没後25年、いまだ高い人気を誇る画家、鴨居玲の展覧会が、河口湖美術館を皮切りに横浜そごう美術館、北九州市立美術館に巡回されます。是非、ご観覧ください。

■第1会場=河口湖美術館 
 401-0304 山梨県南都留郡富士河口湖町河口3170 電話0555-73-2829
会期=2010年4月10日(土)ー6月13日(日)

■第2会場=そごう美術館
 220-8510 神奈川県横浜市西区高島2ー18ー1 そごう横浜店6F 電話045-465-5515 
会期=2010年7月17日(土)ー8月31日(火)

■第3会場=北九州市立美術館・分館 
 804-0024 福岡県北九州市小倉北区室町1-1-1 電話093-562-3215
会期=2010年9月11日(土)ー10月24日(日)

なお本カタログは当館ミュージアムショップでまもなく販売いたします。(定価2,100円)
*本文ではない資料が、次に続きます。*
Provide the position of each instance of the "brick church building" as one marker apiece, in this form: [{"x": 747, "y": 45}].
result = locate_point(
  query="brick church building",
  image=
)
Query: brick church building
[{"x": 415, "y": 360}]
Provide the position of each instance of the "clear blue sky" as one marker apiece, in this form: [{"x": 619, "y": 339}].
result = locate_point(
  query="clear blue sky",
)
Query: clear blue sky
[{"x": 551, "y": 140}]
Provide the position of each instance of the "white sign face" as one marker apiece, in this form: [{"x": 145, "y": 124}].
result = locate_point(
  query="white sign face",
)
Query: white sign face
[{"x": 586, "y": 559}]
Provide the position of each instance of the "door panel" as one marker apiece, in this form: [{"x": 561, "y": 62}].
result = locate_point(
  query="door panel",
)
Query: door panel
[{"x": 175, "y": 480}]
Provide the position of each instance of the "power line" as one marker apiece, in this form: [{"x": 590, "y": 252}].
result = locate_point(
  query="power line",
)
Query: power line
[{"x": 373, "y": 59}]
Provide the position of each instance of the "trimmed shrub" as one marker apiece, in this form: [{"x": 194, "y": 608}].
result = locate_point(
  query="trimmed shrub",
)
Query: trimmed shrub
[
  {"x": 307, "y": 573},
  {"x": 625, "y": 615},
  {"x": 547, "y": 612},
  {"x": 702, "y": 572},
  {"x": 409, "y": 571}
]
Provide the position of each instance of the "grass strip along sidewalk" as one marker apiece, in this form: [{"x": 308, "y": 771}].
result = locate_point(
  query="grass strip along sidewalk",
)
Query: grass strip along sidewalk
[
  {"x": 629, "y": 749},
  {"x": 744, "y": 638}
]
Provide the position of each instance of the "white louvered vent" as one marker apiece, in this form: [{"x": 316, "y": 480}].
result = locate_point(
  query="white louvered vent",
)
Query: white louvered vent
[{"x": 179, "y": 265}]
■笠間日動美術館では12月初旬から来年3月下旬にかけて
 「没後25年 特集展示 鴨居玲」を開催予定です。

■展覧会内容

もしかしたら不確かなままでしかないのかもしれない、わたしたち人間のそれぞれの生。あるとき我執を離れて省みれば、はて、生きる意味とは何なのか、そも自分は何者なのか?。
 こうした問いはおそらく昔も今も、誰しもが心に秘めている普遍的な疑問なのではないでしょうか。それを絵筆で問い続けたひとりの画家がいました。その名は鴨居玲。没してはや25年、いまなおその作品は人の心を惹きつけてやまないのです。
 新聞記者の父のもとに生まれた鴨居玲は、金沢で幼年期を、のちに父の転勤にともなってソウル、大阪で少年期を過ごしました。戦後まもない時期に新設された金沢美術工芸専門学校(現在の金沢美術工芸大学)で画家宮本三郎(1905-1974)の教えを受け、大阪、神戸、ヨーロッパ、南米、と各地を遍歴しながら活動。41歳の時、当時画壇の登竜門だった安井賞を受賞して一躍脚光を浴びます。その後スペイン中部の小村、またその後に神戸、と居を移しながら人気作家としての道を歩みますが、高い評価と賛辞をうけるいっぽうで、生きるがゆえの懊悩にさいなまれてでしょうか、晩年には周囲に自死を予告して未遂するなどの奇行を繰り返すようになり、57歳の時、ついに自らの意思によってその人生を終えます。
 疲れ果てた廃兵、夢とうつつの境を失った酔っぱらい、虚空にたたずむ建造物、皺にまみれた醜い老人....、暗く重い画面に照らし出されるように劇的に描かれた人物たちの、眼窩の影に隠れた視線の向かう先を読むことはできない。この画家が描く人物は実はほかでもない、モデルに仮託した自画像。そして、人々が彼の作品に共感をおぼえるのは、それがわたしたち自身の姿と重なるからなのです。
 初期から最晩年に至る油彩画を中心に約80点の作品が展示されます。ご期待ください。